Moneyball: Saving Stories From Storytellers

More Words, More Lies

As a writer, lately, I have been having a crisis of faith. A falling out with words, adjectives mostly, a bunch of liars, these adjectives, hate them. They mean nothing and the world is a better place without them. 

That’s the thing with words, I just abused a whole class of them and no one is going to defend them. My crisis of faith stems from a professional point of view, the truth I believe is at the opposite of what I write and I keep blocking them with words, words that don’t mean what I want to say, but words that will somehow convey what the other person wants to hear. Basically, lies. It’s the same in conversation too. 

Analytics tell the truth and self analytics tell you the truth, and when people tell you the opposite, you know they are just saying it to make you feel better. There is concern, of course, but little truth. 

So you can imagine my crisis of looking at words on a page day after day and thinking, is this the truth?

I’ll make that generalization now.

Humanity stepped away from the truth when it started to use words to make itself feel better and ever since has made the lives of professional bullshitters (often called those who call themselves as storytellers) a very lucrative one. 

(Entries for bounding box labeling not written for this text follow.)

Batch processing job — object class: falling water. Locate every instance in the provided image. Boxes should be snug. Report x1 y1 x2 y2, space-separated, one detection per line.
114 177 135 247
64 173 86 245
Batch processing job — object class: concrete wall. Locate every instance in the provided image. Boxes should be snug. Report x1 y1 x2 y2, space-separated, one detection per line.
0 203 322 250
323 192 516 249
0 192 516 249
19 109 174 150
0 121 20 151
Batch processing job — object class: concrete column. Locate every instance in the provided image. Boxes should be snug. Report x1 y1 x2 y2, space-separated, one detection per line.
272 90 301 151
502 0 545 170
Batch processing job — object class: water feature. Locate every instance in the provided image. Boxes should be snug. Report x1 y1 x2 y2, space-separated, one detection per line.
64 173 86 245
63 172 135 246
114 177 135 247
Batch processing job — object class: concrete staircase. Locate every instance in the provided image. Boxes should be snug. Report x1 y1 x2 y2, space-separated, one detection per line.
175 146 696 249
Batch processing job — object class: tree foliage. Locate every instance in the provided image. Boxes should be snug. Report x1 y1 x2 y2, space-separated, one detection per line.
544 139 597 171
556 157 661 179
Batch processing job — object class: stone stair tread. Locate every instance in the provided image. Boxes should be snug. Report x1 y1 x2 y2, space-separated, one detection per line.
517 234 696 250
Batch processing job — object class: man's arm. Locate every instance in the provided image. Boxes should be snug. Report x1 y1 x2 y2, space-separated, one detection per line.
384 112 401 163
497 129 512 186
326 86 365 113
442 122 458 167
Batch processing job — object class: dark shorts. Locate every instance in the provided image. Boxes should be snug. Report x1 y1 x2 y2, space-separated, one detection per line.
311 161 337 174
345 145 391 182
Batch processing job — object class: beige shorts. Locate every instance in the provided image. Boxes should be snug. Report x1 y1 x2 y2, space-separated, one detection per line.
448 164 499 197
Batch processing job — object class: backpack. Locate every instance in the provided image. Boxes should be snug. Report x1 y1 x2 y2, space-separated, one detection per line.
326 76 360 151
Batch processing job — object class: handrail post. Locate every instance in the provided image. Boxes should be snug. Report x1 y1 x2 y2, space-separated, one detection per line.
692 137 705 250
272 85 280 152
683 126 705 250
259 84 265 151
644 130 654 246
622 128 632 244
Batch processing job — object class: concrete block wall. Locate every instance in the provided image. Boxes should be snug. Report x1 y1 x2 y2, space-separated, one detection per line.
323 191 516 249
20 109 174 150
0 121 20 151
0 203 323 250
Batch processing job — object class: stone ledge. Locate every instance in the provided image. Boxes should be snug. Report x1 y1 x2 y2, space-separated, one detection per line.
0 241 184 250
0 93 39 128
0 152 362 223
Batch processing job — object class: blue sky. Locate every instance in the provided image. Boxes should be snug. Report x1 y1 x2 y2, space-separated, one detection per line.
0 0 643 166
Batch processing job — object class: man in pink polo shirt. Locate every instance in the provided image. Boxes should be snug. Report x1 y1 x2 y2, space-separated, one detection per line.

Seeking Truth in Movies & Life

Humor me one more time, I would like you “feel” the crisis of faith,if you are in a career that demands working with words 80% of the time (written and spoken-speaking on phones too count) and the rest 20% of the time “socializing”, then I’m sorry it is within the profession of bullshit, maybe we can collectively calm ourselves by calling ourselves storytellers. 

Oh no, I don’t hate stories, in fact I love them, stories come with seeds of truth in them. It’s the story tellers that come with their extra words and obfuscate the truth.For the storytellers the only tools are words and not analysis. As mentioned before, analysis leads to truth.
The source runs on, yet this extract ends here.